Todas esas cosas están, pero hay otras que han ido desapareciendo: los buzones que tapizaban una de las paredes del portal y en las que yo, antes de saber que para recibir cartas alguien tiene que escribirlas, metía los dedos cada vez que pasaba, esperando encontrar las palabras de algún desconocido que quería conocerme; el mostrador del portero con su teléfono de monedas para llamar y que te llamaran; el edificio en obras justo al lado en el que una vez dejé escondida una carta de amor para el primer chico que me gustó y que inauguró la extendida tendencia a ignorarme por parte del género masculino; el minigolf misterioso con árboles, parterres, muros de arbustos y rosaleda que es para mí el mejor parque en el he estado nunca.
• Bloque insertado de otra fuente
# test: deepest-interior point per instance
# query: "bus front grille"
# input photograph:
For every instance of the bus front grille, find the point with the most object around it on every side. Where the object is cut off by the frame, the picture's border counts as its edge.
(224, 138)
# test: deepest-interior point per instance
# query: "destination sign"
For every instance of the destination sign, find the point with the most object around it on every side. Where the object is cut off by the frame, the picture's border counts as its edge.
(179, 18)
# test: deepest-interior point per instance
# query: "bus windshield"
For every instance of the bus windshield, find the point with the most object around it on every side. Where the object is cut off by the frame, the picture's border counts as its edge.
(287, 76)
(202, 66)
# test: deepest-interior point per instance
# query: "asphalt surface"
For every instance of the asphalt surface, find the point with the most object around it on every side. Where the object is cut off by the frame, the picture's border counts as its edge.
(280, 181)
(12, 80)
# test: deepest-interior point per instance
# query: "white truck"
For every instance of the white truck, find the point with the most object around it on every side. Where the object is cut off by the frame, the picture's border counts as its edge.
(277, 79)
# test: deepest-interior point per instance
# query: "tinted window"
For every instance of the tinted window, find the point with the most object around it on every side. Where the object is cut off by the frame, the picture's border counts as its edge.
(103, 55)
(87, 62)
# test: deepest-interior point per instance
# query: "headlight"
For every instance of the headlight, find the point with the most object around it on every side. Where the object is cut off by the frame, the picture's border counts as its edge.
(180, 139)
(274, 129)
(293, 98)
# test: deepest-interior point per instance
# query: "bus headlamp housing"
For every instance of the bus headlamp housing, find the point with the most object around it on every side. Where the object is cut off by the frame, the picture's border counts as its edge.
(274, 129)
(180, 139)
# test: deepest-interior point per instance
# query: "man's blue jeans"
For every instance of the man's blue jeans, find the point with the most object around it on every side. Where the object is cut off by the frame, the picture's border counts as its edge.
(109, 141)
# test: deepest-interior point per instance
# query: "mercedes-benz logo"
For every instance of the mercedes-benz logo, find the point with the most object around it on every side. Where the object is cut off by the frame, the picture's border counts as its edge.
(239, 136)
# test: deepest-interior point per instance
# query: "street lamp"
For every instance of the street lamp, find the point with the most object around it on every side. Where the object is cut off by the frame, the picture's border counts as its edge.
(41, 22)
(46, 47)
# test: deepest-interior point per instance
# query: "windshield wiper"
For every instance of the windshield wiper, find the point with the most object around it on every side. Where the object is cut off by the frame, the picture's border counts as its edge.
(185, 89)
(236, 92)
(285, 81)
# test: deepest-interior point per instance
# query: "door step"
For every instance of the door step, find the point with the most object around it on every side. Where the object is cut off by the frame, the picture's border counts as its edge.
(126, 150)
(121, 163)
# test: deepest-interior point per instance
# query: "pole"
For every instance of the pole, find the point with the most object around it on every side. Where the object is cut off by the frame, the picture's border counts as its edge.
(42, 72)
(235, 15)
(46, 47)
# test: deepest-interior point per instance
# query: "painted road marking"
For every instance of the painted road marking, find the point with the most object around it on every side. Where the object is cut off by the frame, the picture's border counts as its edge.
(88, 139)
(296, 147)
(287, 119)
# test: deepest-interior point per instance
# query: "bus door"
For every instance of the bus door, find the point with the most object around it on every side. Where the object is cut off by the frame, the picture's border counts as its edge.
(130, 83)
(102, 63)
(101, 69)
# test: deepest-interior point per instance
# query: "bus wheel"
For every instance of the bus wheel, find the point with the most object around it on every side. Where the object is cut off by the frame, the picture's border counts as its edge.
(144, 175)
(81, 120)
Cada vez que vuelvo temo que algo más haya desaparecido, que se haya esfumado para siempre, que otro trocito de mis recuerdos haya dejado de tener anclaje físico y pase a ser solo una sensación, una imagen, que se vaya borrando con el paso de los años. Pero lo que más temo es que desaparezca el olor, porque aquí, como he dicho antes, huele a recuerdos, a los míos y a los de toda mi familia. Un olor compuesto por las historias que llevamos más de cincuenta años construyendo alrededor de todos esos objetos que para los demás, para los que llegan aquí por primera vez, pueden ser trastos feos, absurdos o ridículos pero que, para nosotros, La Familia, son preciosos porque acumulan capas y capas de nuestras vidas.
Me gusta venir aquí porque me cura. Me gusta venir aquí y tener otra vez cinco, siete, trece, dieciséis, veintitrés, treinta y uno, cuarenta y dos, cuarenta y tres… encontrarme con todas mis versiones anteriores y las de toda mi familia. Me cura y duermo.
Siempre funciona. Ya puedo enfrentarme a otra semana como una cadena montañosa.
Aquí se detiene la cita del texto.